Croco-Puzzle: Ratings and Ranking

This walkthrough assumes you have registered for the site and logged in. If you have not registered for the site, see that stage of the walkthrough on the registration page.

So you registered for the site some time ago and have solved some daily puzzles. Perhaps you’ve solved some puzzles in the Croco-League as well. Solving puzzles, then waiting, will give you a chance to have your performance rated over time.

1. Select the “Play Puzzles” page

Press the Rätselspaß button in the fourth tab at the top of any page on the site The result will be this page:

2. Select the “Daily Puzzles” page

There are several different sections with lots of different puzzles, but in this walk-through we will concern ourselves with the top-right one, about daily puzzles.

Click on the Uberraschungsratsel box, or the link beneath it. The result will be a rather long page which starts like this:

3. Look at the Ratings table

In the navigation box top-left, click on the “Rating” link just below “Liga”, to produce the Croco-Puzzle ratings table that looks like so:

At time of writing, there are 839 users listed on the Rating table, which means that they have attempted at least one rated puzzle within the last six months. (Clicking the “inaktive Teilnehmer anzeigen” button will relax the “within the last six months” criterion, and produce an all-time table with 1468 users.) The higher the rating score, the better.

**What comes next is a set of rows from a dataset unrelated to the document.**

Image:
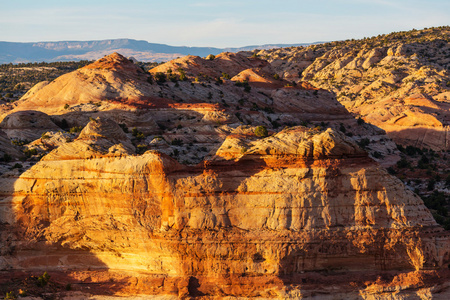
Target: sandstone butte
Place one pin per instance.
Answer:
(399, 82)
(303, 212)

Scrolling further down, to take just one example:

The webmaster of this site is rated 333rd, at the time of the screen grab, having solved rated puzzles on 869 days, with a current rating of 1355 and a personal all-time best rating of 1399. Very moderate, especially in the context of the best solvers having ratings that go up to over 2700.

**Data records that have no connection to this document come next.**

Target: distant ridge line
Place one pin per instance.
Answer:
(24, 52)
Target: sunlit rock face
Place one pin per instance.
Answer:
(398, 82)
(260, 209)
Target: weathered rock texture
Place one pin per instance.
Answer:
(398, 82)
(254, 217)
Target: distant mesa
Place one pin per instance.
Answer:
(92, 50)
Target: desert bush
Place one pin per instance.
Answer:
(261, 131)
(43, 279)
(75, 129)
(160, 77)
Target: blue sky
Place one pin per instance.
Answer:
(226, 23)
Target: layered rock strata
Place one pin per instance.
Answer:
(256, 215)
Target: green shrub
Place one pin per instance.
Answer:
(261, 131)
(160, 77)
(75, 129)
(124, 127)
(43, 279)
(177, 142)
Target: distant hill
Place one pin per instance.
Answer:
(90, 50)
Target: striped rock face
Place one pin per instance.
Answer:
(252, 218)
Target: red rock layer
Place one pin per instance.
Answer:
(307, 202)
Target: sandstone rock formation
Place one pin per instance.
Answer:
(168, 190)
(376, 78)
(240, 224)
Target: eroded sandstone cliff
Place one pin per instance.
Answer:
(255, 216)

Your performance on daily puzzles (both applet and freeform) will affect your rating, as will your performance on league puzzles. However, there is a catch: this will only happen if you have requested this in your registration. Half-way up the registration page, which looks like this:

…there is a box next to text marked “Ich möchte die Überraschungsrätsel auf Zeit lösen und meine Ergebnisse dürfen in den Highscoretabellen stehen.” This must be ticked in order for your performances to affect your rating, and it is not ticked by default. From now on, we assume that this is ticked and that the change has taken effect, as discussed on the Registration page.

4. An explanation of the rating system

Performance on indivdual puzzles is rated on a 0-to-3000 scale. The fastest correct solution is awarded a performance of 3000 for that puzzle. The performance of median speed is awarded a performance of 1500 for that puzzle.

The difference between the fastest performance and the median performance is used as a unit of variance that is used to calculate all other scores: the fastest performance is zero units behind the top, the median performance is one unit behind the top, and it’s possible to express every other performance as a number of units behind the top in the same way.

Keeping the numbers simple: suppose the fastest performance took one minute, and the median performance took three minutes. Then the unit of variance for this puzzle is two minutes. A solution in five minutes is two units behind the top, a solution in eight minutes is three-and-a-half units behind the top and so on.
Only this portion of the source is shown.